Release of Donor-Imposed Restrictions
Congruent with the provisions of UPMIFA; the Uniform Prudent Management of Institutional Funds Act adopted by the National Conference of Commissioners on Uniform State laws in July 2006, NYPMIFA permits an entity to contact a donor and obtain written consent releasing or modifying restrictions of the endowment or of management. Unlike UPMIFA, NYPMIFA permits an institution to obtain court order for the release of the restrictions even if the donor does not consent to the release or modification of the gift restriction. Further, an institution may obtain court approval to release or modify the restrictions of the endowment if the restrictions are deemed: unlawful, impossible, impracticable, wasteful or impairs management or investment. If an institution were to seek a release or modification of a restriction through court order, notice must be provided to the donor and Attorney General; both the donor and the Attorney General will have an opportunity to speak during the proceedings. Please note, executors or heirs of a deceased donor are excluded from the definition of “donor”; therefore, they are not entitled to be heard during court processions.
Endowments with fund less than $100,000 and in existence for more than 20 years
If the institution ascertains the restrictions are unlawful, impossible, impracticable, wasteful or impairs management or investment, the institution may release or modify the restriction, in part or whole, without court order 90 days after providing written notice of such actions to the Attorney General; notice must also be given to the donor. The Attorney General may object to the release or modification of the endowment, in part or whole, within 90 days. If the institution has not received notice from the Attorney General is such time, the institution may continue with the release or modification of the endowment restrictions. Be aware, this does not give the institution the right to use the funds as it sees fit; these funds must be used in a manner consistent with the “purposes expressed in the gift.”
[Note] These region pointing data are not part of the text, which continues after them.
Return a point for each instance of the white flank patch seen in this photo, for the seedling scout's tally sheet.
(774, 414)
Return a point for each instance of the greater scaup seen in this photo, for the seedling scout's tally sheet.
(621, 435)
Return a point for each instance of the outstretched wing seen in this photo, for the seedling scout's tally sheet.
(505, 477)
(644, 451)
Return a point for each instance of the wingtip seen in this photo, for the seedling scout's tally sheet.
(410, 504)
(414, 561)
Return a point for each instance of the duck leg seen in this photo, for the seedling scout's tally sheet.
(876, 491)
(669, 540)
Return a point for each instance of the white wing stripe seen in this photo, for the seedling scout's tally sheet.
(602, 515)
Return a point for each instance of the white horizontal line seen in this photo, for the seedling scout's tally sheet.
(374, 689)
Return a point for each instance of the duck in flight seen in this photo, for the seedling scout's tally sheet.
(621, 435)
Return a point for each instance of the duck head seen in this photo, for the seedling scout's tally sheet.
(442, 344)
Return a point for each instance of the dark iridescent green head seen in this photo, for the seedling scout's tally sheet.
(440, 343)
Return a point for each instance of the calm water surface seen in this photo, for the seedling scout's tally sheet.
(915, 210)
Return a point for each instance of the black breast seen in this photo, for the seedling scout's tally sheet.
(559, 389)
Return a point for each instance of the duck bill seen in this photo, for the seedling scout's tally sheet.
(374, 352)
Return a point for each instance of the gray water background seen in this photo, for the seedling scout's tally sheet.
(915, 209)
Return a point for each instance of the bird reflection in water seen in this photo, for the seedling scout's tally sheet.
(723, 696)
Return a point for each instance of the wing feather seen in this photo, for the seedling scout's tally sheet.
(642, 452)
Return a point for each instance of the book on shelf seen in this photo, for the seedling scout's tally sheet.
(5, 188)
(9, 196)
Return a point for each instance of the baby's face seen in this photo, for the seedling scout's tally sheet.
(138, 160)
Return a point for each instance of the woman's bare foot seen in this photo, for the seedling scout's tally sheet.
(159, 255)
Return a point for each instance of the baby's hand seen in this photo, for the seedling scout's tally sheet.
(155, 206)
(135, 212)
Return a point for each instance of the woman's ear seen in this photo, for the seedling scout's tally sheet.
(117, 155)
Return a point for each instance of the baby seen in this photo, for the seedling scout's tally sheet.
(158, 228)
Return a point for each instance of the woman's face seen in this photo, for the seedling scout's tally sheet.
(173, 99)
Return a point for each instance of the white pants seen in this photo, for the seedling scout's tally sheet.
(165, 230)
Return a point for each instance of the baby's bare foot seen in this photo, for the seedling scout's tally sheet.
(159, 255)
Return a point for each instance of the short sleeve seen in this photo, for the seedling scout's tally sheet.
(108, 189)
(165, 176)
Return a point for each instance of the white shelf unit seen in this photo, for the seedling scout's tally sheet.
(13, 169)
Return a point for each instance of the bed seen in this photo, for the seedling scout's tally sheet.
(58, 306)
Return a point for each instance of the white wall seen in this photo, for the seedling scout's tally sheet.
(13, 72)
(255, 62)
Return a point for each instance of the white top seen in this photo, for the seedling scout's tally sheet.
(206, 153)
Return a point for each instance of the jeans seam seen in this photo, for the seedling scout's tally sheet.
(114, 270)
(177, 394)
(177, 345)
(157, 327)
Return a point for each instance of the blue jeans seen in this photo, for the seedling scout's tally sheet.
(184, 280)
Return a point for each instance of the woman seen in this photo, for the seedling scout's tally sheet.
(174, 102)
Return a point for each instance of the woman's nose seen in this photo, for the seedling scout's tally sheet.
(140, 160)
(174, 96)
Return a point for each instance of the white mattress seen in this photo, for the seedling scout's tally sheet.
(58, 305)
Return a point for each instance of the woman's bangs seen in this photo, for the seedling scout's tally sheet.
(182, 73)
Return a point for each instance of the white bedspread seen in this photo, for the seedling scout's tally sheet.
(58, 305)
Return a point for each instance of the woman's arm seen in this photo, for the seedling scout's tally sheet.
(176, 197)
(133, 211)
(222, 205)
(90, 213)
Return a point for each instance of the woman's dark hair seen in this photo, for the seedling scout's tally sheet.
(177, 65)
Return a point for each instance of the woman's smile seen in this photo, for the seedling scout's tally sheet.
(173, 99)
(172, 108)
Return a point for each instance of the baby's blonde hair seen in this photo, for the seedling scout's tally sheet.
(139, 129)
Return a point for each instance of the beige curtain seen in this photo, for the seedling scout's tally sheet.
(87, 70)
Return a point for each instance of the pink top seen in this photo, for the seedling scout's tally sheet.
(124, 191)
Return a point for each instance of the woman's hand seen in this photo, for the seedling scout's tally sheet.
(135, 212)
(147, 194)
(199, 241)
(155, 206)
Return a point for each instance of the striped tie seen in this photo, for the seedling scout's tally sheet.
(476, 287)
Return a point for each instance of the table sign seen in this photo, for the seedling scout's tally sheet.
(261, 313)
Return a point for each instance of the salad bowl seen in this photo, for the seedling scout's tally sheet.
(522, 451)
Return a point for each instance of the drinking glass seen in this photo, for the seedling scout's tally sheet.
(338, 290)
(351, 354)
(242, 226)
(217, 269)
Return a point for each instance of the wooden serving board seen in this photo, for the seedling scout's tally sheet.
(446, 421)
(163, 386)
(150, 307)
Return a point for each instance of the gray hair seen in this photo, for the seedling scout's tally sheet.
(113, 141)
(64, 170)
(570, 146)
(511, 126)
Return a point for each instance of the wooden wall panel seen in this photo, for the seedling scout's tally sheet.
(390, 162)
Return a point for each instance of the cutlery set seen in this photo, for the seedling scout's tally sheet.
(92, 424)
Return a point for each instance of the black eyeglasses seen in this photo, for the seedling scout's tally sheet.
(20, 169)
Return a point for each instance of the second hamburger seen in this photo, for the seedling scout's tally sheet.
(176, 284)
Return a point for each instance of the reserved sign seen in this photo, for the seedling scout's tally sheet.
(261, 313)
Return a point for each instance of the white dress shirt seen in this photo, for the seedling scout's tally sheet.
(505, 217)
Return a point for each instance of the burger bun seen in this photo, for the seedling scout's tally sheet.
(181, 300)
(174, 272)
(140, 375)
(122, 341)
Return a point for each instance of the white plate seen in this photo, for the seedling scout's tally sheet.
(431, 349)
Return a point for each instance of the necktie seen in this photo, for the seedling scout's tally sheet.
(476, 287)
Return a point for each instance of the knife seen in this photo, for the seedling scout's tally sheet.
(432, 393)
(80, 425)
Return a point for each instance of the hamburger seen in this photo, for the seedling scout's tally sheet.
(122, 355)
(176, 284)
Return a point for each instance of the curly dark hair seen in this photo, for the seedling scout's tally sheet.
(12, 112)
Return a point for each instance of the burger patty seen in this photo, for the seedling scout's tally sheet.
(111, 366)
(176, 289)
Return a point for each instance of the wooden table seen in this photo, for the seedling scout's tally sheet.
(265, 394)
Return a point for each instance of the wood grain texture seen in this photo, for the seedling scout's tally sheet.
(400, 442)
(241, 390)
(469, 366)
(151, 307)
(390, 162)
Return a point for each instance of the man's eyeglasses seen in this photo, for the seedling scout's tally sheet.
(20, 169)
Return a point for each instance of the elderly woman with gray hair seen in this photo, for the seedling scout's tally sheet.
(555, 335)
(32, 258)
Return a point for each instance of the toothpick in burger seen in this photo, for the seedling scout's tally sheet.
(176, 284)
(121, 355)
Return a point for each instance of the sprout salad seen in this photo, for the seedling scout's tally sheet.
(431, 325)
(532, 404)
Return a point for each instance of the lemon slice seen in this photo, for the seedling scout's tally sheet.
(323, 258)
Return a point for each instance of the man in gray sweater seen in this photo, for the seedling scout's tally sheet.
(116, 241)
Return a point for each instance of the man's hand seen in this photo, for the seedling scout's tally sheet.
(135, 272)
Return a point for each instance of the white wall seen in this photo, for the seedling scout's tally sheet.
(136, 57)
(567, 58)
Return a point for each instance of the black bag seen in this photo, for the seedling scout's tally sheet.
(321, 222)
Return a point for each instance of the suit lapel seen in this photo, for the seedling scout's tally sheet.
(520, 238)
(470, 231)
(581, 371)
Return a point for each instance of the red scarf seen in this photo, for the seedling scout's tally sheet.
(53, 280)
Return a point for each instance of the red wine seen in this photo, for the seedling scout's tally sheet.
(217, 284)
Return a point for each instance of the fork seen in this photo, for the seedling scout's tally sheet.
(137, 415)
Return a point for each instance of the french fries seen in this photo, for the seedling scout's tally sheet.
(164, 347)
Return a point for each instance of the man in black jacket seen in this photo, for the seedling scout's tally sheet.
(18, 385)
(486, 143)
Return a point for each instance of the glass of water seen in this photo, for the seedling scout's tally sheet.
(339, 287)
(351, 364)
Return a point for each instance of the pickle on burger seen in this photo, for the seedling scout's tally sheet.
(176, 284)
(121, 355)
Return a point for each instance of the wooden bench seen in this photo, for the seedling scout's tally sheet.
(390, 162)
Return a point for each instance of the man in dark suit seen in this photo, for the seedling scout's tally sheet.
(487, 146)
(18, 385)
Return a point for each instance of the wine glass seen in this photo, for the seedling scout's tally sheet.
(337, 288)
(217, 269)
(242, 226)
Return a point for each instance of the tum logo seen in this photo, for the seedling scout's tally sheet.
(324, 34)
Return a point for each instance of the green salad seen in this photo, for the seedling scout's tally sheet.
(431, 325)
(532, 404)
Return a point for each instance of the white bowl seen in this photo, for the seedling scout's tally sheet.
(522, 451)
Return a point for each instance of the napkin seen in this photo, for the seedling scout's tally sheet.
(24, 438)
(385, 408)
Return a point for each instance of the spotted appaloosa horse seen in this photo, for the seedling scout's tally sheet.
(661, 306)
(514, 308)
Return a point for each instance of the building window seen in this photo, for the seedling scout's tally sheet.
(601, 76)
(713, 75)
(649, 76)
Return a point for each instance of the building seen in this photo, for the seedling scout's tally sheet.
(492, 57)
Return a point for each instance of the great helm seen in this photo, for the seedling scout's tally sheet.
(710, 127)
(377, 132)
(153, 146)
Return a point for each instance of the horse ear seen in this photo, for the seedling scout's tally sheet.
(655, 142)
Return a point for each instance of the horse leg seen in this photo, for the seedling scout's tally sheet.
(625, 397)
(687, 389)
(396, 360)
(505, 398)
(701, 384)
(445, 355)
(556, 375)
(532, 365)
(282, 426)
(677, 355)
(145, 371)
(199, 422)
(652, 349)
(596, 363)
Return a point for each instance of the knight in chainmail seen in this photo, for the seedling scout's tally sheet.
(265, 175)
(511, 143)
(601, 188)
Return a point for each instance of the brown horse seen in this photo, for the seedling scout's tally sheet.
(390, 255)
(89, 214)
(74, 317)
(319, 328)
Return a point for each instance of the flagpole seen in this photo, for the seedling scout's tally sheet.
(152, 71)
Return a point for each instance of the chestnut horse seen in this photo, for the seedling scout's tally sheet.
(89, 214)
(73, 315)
Notification must include the following:
- Explanation of determination that the restriction is unlawful, impossible, impracticable, etc.,
- Explanation of the proposed release or modification,
- Copy of a record of the institution authorizing the release or modification, and
- A statement of the proposed use of the funds after release or modification.
Solicitation of Endowments
Solicitation must include statement that, unless otherwise restricted by the gift, the institution may expend as much of the endowment as it deems prudent after considering the factors set forth under NYPMIFA.